A taxa conhecida como “taxa das blusinhas” voltou a ganhar espaço no cenário político e econômico. O governo discute reduzir a cobrança para conter desgaste eleitoral, enquanto empresas e sindicatos defendem a manutenção. Em janeiro de 2026, a arrecadação da taxa somou R$ 425,3 milhões, segundo a CNN Brasil.
A regra, aprovada em 2024, impõe Imposto de Importação de 20% sobre compras internacionais de até US$ 50 feitas por empresas participantes do programa Remessa Conforme, além do ICMS. O objetivo declarado era nivelar a concorrência entre varejistas nacionais e plataformas estrangeiras, diante de custos logísticos e burocracia.
A leitura oficial do governo é de que a medida protege a indústria domesticamente, mas críticos apontam que o custo recai sobre o consumidor, especialmente em um ambiente de varejo pressionado pelo custo Brasil. A ideia é que reduzir custos de produção e de importação poderia ser mais eficiente do que ampliar tarifas.
A mudança de desenho do Remessa Conforme tornou o custo visível antes da finalização da compra, expondo quem financia a proteção. Nesse cenário, setores organizados defendem a proteção, enquanto milhões de compradores arcam com preços mais altos e menos opções.
Estudos sobre o tema indicam impacto desproporcional sobre as camadas de menor renda. Dados da LCA, com base no Plano CDE, apontam que cerca de 70% da cobrança recai sobre as classes C, D e E. Embora haja alegações de preservação de empregos, pesquisas não mostram efeito estatisticamente significativo sobre o emprego nos setores protegidos.
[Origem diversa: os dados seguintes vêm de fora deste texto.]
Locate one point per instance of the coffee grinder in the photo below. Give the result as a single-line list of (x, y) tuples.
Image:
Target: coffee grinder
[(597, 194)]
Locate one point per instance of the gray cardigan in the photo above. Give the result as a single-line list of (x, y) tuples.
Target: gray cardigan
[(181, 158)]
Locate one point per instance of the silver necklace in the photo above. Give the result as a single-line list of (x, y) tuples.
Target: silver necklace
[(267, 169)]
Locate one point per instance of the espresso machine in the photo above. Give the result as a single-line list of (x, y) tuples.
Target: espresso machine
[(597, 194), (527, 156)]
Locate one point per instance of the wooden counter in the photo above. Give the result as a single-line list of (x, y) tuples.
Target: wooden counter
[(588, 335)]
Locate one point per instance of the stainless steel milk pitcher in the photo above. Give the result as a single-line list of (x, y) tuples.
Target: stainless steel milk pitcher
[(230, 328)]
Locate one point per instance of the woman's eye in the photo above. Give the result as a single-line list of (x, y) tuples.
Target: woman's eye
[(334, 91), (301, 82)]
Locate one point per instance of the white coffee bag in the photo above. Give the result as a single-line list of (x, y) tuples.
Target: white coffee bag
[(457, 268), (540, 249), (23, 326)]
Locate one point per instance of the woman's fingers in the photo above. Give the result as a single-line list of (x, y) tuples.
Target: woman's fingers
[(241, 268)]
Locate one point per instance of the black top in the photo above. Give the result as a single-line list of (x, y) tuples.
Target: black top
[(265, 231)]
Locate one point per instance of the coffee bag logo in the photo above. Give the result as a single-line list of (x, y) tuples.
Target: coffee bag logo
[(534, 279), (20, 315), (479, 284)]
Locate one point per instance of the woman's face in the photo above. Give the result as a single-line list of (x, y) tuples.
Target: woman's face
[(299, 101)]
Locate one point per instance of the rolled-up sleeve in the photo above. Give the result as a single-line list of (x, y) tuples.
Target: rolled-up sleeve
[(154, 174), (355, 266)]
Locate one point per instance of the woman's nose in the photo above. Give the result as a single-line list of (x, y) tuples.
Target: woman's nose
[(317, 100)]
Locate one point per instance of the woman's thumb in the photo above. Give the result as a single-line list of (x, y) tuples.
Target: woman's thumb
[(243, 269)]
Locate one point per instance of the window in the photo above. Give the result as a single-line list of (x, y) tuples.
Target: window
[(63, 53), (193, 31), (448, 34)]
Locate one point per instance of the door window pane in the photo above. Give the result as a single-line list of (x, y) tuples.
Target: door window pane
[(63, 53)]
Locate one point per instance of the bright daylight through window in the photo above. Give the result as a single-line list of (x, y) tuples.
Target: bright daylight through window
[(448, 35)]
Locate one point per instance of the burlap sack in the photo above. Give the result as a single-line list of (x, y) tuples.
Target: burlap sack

Especialistas defendem que, se produzir no Brasil continua caro, a agenda deveria priorizar simplificação tributária, redução de burocracia e barateamento da importação de insumos. Abertura comercial é vista como ferramenta de produtividade, não apenas de benefício ao consumidor final.
Derrubar a taxa é visto como correto por alguns, embora não signifique automaticamente que Brasília adote a abertura econômica. Resta saber se o país manterá tarifas altas e regimes especiais ou avançará para ampliar produtividade por meio de reformas estruturais.